Clearly not production-quality code, but I was too lazy to add an out-parameter for the actual errors.
Despite that, these hacks did give an immediate speedup to the end-to-end latency (this is from the debug build):
notes: 97 ( 400.239 KiB) 37.078 ms ( 73.1%)
/ md: 97 ( 400.239 KiB) 67.998 ms (183.4%)
This is saying that overall notes processing took 37ms, but the total time spent working on Markdown files was 67ms, indicating a bit of parallelism.

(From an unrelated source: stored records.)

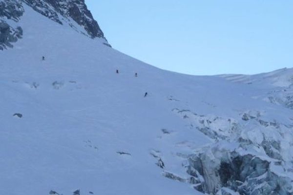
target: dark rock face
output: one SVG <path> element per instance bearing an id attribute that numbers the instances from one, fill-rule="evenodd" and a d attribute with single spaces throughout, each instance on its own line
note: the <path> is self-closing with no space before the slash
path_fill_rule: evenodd
<path id="1" fill-rule="evenodd" d="M 104 38 L 98 22 L 87 9 L 84 0 L 23 0 L 37 12 L 61 24 L 70 23 L 70 19 L 83 26 L 90 38 Z M 61 18 L 58 14 L 64 18 Z"/>
<path id="2" fill-rule="evenodd" d="M 81 26 L 85 31 L 80 33 L 92 39 L 103 39 L 104 44 L 111 46 L 87 9 L 84 0 L 0 0 L 0 50 L 13 47 L 12 43 L 22 38 L 22 29 L 17 24 L 24 12 L 23 2 L 50 20 L 68 25 L 76 31 L 79 31 L 78 26 Z M 15 26 L 11 26 L 11 23 L 15 23 Z"/>
<path id="3" fill-rule="evenodd" d="M 16 42 L 22 36 L 20 26 L 12 27 L 5 20 L 15 22 L 20 20 L 24 10 L 21 2 L 17 0 L 5 0 L 0 1 L 0 50 L 12 47 L 12 43 Z"/>

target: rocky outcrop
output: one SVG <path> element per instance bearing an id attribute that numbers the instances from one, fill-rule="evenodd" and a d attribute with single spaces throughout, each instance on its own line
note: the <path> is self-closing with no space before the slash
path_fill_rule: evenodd
<path id="1" fill-rule="evenodd" d="M 5 0 L 0 1 L 0 50 L 13 47 L 12 43 L 16 42 L 22 36 L 21 27 L 10 23 L 19 21 L 24 12 L 20 0 Z M 6 20 L 12 20 L 7 22 Z"/>
<path id="2" fill-rule="evenodd" d="M 87 9 L 84 0 L 23 1 L 37 12 L 61 24 L 67 23 L 72 28 L 76 29 L 77 24 L 84 27 L 90 38 L 105 39 L 98 22 Z M 72 22 L 71 19 L 76 24 Z"/>
<path id="3" fill-rule="evenodd" d="M 23 2 L 61 25 L 92 39 L 103 39 L 105 45 L 111 46 L 84 0 L 0 0 L 0 50 L 13 47 L 13 43 L 22 37 L 18 22 L 24 12 Z"/>

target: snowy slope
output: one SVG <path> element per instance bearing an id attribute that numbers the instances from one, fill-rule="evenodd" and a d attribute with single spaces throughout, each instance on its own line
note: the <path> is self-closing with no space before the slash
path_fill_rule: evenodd
<path id="1" fill-rule="evenodd" d="M 170 72 L 23 8 L 0 53 L 0 194 L 293 194 L 293 111 L 270 100 L 292 69 Z"/>

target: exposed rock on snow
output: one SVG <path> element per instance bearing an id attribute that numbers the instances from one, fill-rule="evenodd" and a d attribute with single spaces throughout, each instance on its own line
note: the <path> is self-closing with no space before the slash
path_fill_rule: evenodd
<path id="1" fill-rule="evenodd" d="M 21 27 L 11 24 L 19 21 L 23 12 L 20 0 L 0 1 L 0 50 L 6 49 L 7 47 L 13 47 L 12 43 L 22 38 Z M 11 22 L 8 20 L 11 20 Z"/>
<path id="2" fill-rule="evenodd" d="M 61 24 L 68 23 L 76 29 L 77 26 L 70 21 L 71 18 L 83 27 L 91 38 L 105 39 L 104 33 L 87 9 L 84 0 L 23 0 L 35 11 Z"/>
<path id="3" fill-rule="evenodd" d="M 19 118 L 22 118 L 22 115 L 20 114 L 20 113 L 15 113 L 15 114 L 13 115 L 13 117 L 17 117 Z"/>

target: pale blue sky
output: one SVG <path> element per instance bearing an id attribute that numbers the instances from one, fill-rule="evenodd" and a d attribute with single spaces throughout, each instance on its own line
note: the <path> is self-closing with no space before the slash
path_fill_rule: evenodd
<path id="1" fill-rule="evenodd" d="M 192 75 L 293 67 L 293 0 L 86 0 L 114 48 Z"/>

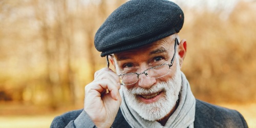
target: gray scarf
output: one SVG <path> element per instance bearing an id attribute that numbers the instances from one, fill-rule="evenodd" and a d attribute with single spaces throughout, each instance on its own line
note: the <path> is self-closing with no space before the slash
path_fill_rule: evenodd
<path id="1" fill-rule="evenodd" d="M 194 96 L 185 75 L 181 73 L 182 85 L 180 92 L 180 102 L 177 109 L 163 126 L 157 121 L 151 121 L 141 118 L 137 112 L 125 102 L 123 93 L 121 110 L 124 118 L 132 127 L 194 127 L 196 112 L 196 99 Z"/>

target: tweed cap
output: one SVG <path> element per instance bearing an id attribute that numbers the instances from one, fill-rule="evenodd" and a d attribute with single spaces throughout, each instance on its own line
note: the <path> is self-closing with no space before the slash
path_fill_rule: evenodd
<path id="1" fill-rule="evenodd" d="M 138 48 L 178 33 L 184 23 L 181 9 L 166 0 L 132 0 L 115 10 L 95 34 L 101 56 Z"/>

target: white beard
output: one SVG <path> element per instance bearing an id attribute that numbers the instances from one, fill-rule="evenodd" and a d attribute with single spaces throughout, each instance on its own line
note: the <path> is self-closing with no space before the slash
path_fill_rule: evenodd
<path id="1" fill-rule="evenodd" d="M 127 105 L 145 120 L 154 121 L 164 117 L 175 106 L 179 98 L 181 76 L 179 64 L 177 64 L 176 73 L 172 79 L 158 83 L 149 89 L 141 87 L 128 89 L 121 86 Z M 153 94 L 161 91 L 164 92 L 164 97 L 155 102 L 144 103 L 136 98 L 136 95 Z"/>

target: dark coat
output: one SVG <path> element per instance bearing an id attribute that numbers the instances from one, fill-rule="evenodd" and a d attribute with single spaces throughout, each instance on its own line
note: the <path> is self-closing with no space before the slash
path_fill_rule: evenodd
<path id="1" fill-rule="evenodd" d="M 55 117 L 51 127 L 75 127 L 74 121 L 82 112 L 83 118 L 85 118 L 84 123 L 86 127 L 96 127 L 83 110 L 71 111 Z M 212 105 L 198 99 L 196 103 L 196 116 L 194 124 L 194 127 L 248 127 L 244 117 L 238 111 Z M 123 117 L 120 109 L 112 127 L 131 127 Z"/>

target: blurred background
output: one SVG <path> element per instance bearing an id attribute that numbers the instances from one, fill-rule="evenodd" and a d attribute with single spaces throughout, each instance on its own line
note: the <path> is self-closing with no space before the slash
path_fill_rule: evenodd
<path id="1" fill-rule="evenodd" d="M 0 0 L 0 127 L 49 127 L 82 109 L 106 66 L 94 46 L 126 1 Z M 240 112 L 256 127 L 256 1 L 172 1 L 183 10 L 182 69 L 195 97 Z"/>

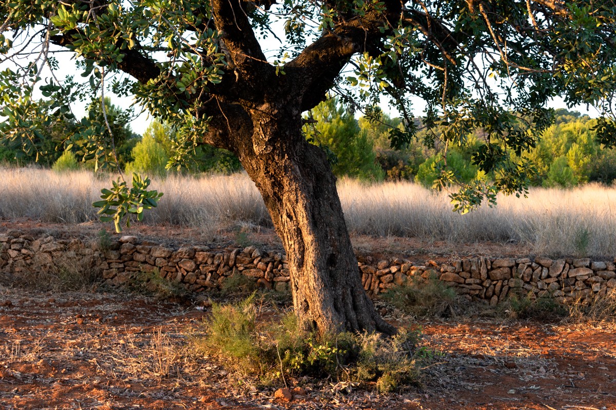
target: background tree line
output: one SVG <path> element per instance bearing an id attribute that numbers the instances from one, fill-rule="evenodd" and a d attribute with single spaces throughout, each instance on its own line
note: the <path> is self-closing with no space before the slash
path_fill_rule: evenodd
<path id="1" fill-rule="evenodd" d="M 179 132 L 155 120 L 140 135 L 131 128 L 128 111 L 108 99 L 107 106 L 120 168 L 129 173 L 156 176 L 169 172 L 168 164 L 179 143 Z M 93 102 L 87 117 L 100 115 L 100 104 Z M 445 160 L 463 181 L 493 176 L 479 170 L 472 160 L 480 131 L 469 135 L 466 145 L 448 148 L 446 158 L 443 158 L 436 154 L 438 136 L 422 130 L 419 121 L 413 124 L 419 128 L 416 138 L 401 149 L 394 149 L 390 146 L 389 134 L 392 128 L 405 131 L 400 119 L 392 118 L 379 110 L 376 115 L 373 113 L 371 120 L 367 116 L 355 117 L 338 99 L 330 98 L 312 110 L 304 125 L 306 138 L 327 152 L 338 176 L 375 181 L 410 180 L 429 187 Z M 543 132 L 537 146 L 524 154 L 537 167 L 531 185 L 569 187 L 591 181 L 611 184 L 616 179 L 616 152 L 602 149 L 597 141 L 593 130 L 596 122 L 577 111 L 556 109 L 554 124 Z M 58 149 L 77 127 L 75 120 L 63 120 L 52 128 L 41 129 L 43 148 L 36 152 L 25 151 L 22 146 L 12 146 L 4 140 L 0 144 L 0 164 L 24 166 L 38 162 L 58 171 L 94 169 L 94 160 L 89 159 L 79 147 Z M 429 143 L 428 146 L 434 148 L 426 148 L 426 141 Z M 229 173 L 241 169 L 237 158 L 224 149 L 200 146 L 192 153 L 183 164 L 184 172 Z M 171 167 L 171 171 L 176 168 L 179 170 Z"/>

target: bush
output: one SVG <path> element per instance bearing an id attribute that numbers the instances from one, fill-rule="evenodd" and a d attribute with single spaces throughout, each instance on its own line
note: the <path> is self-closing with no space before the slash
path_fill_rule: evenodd
<path id="1" fill-rule="evenodd" d="M 60 158 L 54 164 L 51 169 L 56 172 L 67 172 L 79 169 L 79 163 L 75 154 L 70 150 L 66 150 Z"/>
<path id="2" fill-rule="evenodd" d="M 415 317 L 440 317 L 455 311 L 458 295 L 436 275 L 424 280 L 415 277 L 407 285 L 390 289 L 381 296 L 395 307 Z"/>
<path id="3" fill-rule="evenodd" d="M 150 176 L 163 176 L 166 175 L 169 157 L 163 146 L 153 137 L 146 133 L 138 142 L 131 153 L 134 159 L 126 165 L 126 173 L 144 173 Z"/>
<path id="4" fill-rule="evenodd" d="M 358 381 L 375 382 L 380 393 L 418 384 L 418 360 L 413 354 L 418 341 L 416 333 L 400 332 L 390 339 L 376 334 L 360 334 L 359 357 L 354 372 Z"/>
<path id="5" fill-rule="evenodd" d="M 261 301 L 262 302 L 262 301 Z M 213 306 L 206 336 L 195 339 L 201 353 L 222 359 L 242 378 L 254 374 L 266 383 L 288 376 L 375 384 L 391 392 L 419 380 L 413 354 L 416 333 L 318 335 L 298 325 L 291 313 L 278 323 L 256 320 L 256 293 L 236 304 Z"/>
<path id="6" fill-rule="evenodd" d="M 415 182 L 421 184 L 426 188 L 432 187 L 434 180 L 439 176 L 439 165 L 437 157 L 432 156 L 419 166 Z M 453 171 L 455 176 L 462 182 L 469 183 L 473 179 L 483 179 L 485 176 L 479 172 L 479 168 L 471 164 L 471 161 L 464 157 L 460 152 L 450 151 L 447 152 L 447 167 Z"/>
<path id="7" fill-rule="evenodd" d="M 513 318 L 541 321 L 556 320 L 569 313 L 567 308 L 551 296 L 544 295 L 535 299 L 531 299 L 529 296 L 522 298 L 514 293 L 511 294 L 505 303 L 499 305 L 500 309 Z"/>
<path id="8" fill-rule="evenodd" d="M 573 170 L 569 167 L 567 157 L 559 157 L 549 166 L 548 175 L 543 181 L 546 187 L 562 187 L 569 188 L 578 184 L 578 179 L 573 175 Z"/>

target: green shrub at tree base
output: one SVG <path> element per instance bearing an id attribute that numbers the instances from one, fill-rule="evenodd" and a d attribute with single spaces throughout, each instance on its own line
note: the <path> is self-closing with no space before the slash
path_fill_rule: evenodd
<path id="1" fill-rule="evenodd" d="M 419 382 L 417 333 L 318 336 L 300 328 L 292 313 L 277 323 L 257 321 L 262 303 L 253 293 L 235 304 L 215 304 L 205 337 L 193 340 L 197 351 L 216 355 L 240 377 L 254 375 L 265 384 L 308 376 L 368 383 L 384 393 Z"/>
<path id="2" fill-rule="evenodd" d="M 454 311 L 460 312 L 460 303 L 455 291 L 436 275 L 426 280 L 413 277 L 410 283 L 392 288 L 381 298 L 416 317 L 441 317 Z"/>

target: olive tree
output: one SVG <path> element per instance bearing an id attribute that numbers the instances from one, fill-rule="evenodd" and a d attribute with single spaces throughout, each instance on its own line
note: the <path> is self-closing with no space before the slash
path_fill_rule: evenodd
<path id="1" fill-rule="evenodd" d="M 36 144 L 39 127 L 70 117 L 71 102 L 134 95 L 175 124 L 177 159 L 201 144 L 239 158 L 282 239 L 301 323 L 391 334 L 362 288 L 336 179 L 302 135 L 302 113 L 334 93 L 370 116 L 384 97 L 404 120 L 390 133 L 400 147 L 417 131 L 410 97 L 419 98 L 424 142 L 446 151 L 478 131 L 472 160 L 495 175 L 461 184 L 455 209 L 519 195 L 532 170 L 522 153 L 551 123 L 554 97 L 599 107 L 598 138 L 613 144 L 615 10 L 601 1 L 7 0 L 1 130 Z M 55 52 L 73 53 L 84 83 L 60 78 Z M 113 149 L 105 120 L 78 125 L 67 145 L 85 141 L 93 156 Z M 441 158 L 450 186 L 456 176 Z M 137 213 L 155 205 L 147 180 L 136 183 L 116 184 L 99 205 Z"/>

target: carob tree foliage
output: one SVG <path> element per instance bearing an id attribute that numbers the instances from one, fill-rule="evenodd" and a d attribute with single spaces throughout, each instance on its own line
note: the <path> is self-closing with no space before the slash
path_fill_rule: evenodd
<path id="1" fill-rule="evenodd" d="M 302 113 L 334 93 L 376 120 L 385 96 L 406 125 L 391 129 L 392 146 L 418 124 L 442 151 L 481 136 L 473 162 L 493 178 L 461 184 L 455 209 L 524 194 L 523 154 L 552 120 L 544 107 L 554 96 L 598 106 L 601 143 L 614 144 L 615 15 L 610 1 L 7 0 L 2 132 L 31 151 L 71 103 L 134 95 L 180 131 L 176 160 L 201 144 L 238 156 L 282 239 L 302 323 L 391 334 L 363 291 L 335 178 L 302 134 Z M 56 52 L 72 53 L 86 81 L 61 76 Z M 421 122 L 411 96 L 425 102 Z M 113 143 L 101 112 L 78 122 L 65 148 L 104 165 Z M 451 186 L 442 158 L 437 183 Z M 148 182 L 118 183 L 98 205 L 116 221 L 116 207 L 139 214 L 160 197 Z"/>

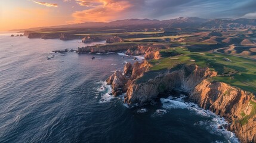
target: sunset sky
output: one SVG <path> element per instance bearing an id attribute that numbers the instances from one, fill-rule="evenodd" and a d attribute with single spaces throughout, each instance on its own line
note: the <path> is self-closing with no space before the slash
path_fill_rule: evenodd
<path id="1" fill-rule="evenodd" d="M 255 0 L 0 0 L 0 31 L 131 18 L 256 18 Z"/>

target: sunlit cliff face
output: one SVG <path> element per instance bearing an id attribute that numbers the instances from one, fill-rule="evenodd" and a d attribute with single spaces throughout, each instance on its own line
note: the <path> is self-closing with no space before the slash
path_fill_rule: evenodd
<path id="1" fill-rule="evenodd" d="M 255 0 L 1 0 L 0 30 L 179 17 L 256 18 Z"/>

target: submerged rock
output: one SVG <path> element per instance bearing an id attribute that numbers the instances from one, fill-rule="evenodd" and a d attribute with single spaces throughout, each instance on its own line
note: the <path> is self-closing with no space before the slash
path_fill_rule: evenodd
<path id="1" fill-rule="evenodd" d="M 116 97 L 122 93 L 122 88 L 127 83 L 127 79 L 120 71 L 117 70 L 106 80 L 106 82 L 107 85 L 111 85 L 112 94 Z"/>

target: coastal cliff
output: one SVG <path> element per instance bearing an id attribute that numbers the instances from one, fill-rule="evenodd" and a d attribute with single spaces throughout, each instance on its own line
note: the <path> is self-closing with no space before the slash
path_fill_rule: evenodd
<path id="1" fill-rule="evenodd" d="M 124 86 L 119 86 L 120 94 L 127 92 L 125 103 L 141 106 L 157 98 L 159 93 L 182 90 L 188 93 L 190 101 L 226 119 L 230 123 L 227 129 L 241 142 L 256 142 L 256 101 L 253 94 L 224 83 L 209 81 L 208 78 L 217 73 L 208 67 L 181 64 L 169 70 L 150 71 L 150 67 L 146 61 L 134 65 L 127 63 L 124 75 L 112 75 L 126 78 L 122 80 Z"/>
<path id="2" fill-rule="evenodd" d="M 226 118 L 241 142 L 256 142 L 255 96 L 221 82 L 206 80 L 196 86 L 189 98 L 202 108 Z"/>
<path id="3" fill-rule="evenodd" d="M 176 68 L 163 73 L 151 71 L 144 73 L 145 77 L 134 80 L 129 86 L 125 102 L 143 105 L 165 91 L 178 89 L 190 92 L 203 79 L 217 74 L 208 68 L 199 68 L 195 65 L 180 65 Z"/>
<path id="4" fill-rule="evenodd" d="M 154 44 L 138 44 L 138 43 L 127 43 L 121 42 L 119 44 L 106 44 L 98 45 L 94 46 L 87 46 L 78 48 L 78 53 L 91 52 L 91 53 L 105 53 L 107 52 L 118 52 L 120 51 L 126 51 L 125 54 L 132 55 L 145 55 L 147 59 L 155 57 L 160 58 L 159 52 L 155 51 L 160 49 L 166 48 L 164 45 Z M 158 55 L 157 55 L 158 52 Z"/>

But my computer has 8 CPUs, not 2.
std.Io.Group is probably the wrong primitive here.
Looking at the trace in Instruments, the main thread can "eagerly" take on work to execute (running the passed-in function) if all of the other CPU's threads are still working on a function.
Because the loop around notes is responsible for enqueuing new work items, this can starve those threads for milliseconds.
I'm not sure why this behavior exists when group.await could just as well start pulling work items without interfering this way.
And using group.concurrent instead of group.async just overcommits dozens of threads which each get their own tiny slice of CPU.

What I need here is an async I/O implementation that takes a batch of operations to execute and does work-stealing.
In Swift or C on macOS, I would reach for Dispatch.concurrentPerform, which is still not a great answer for asynchronous I/O.
I'm not sure this is what std.Io.Batch is meant for, despite the name.
I could simulate this with a pipeline that puts the Markdown conversion in between two std.Io.Queues for Markdown text and then HTML to write.
At these small durations, I'm wary of the overheads eating into the useful work being done.
Or maybe std.Io.Select is the right way to ensure the operations don't interfere with enqueuing work.
The documentation around these isn't very clear to me from just reading the standard library reference.55 If anyone with more experience with Zig's concurrency primitives has a path I could take, I'd love to hear from you.
In any case, I applied this approach to a few other places in the generator that seemed like they would benefit:
3ms: Writing the backlinks on each note66 Backlinks are the notes that link to the current note and show up at the bottom of each note. in parallel made that go from ~5ms to ~2ms.
0ms: Stemming77 Stemming is where full words are converted into a form that preserves their meaning but avoids unnecessary uniqueness. This includes removing the trailing "s" for plural nouns, among (many) other heuristics for English. for the index showed up as an expensive single-threaded task, but moving that into the word writer (during individual note processing) didn't help.
5ms: 7ms of index writing went down to around 2ms when done in parallel.
2ms: Converting pages (like the colophon) and copying static assets in parallel helped by a couple milliseconds.
The site originally generated in ~45ms on my MacBook Air M2 and now finishes in just under 20ms. I should be able to get this to sub-10ms with the right concurrency design, but at this point there aren't any easy wins left.
Despite my initial stumbles, I'm still really excited for the future of concurrency in Zig!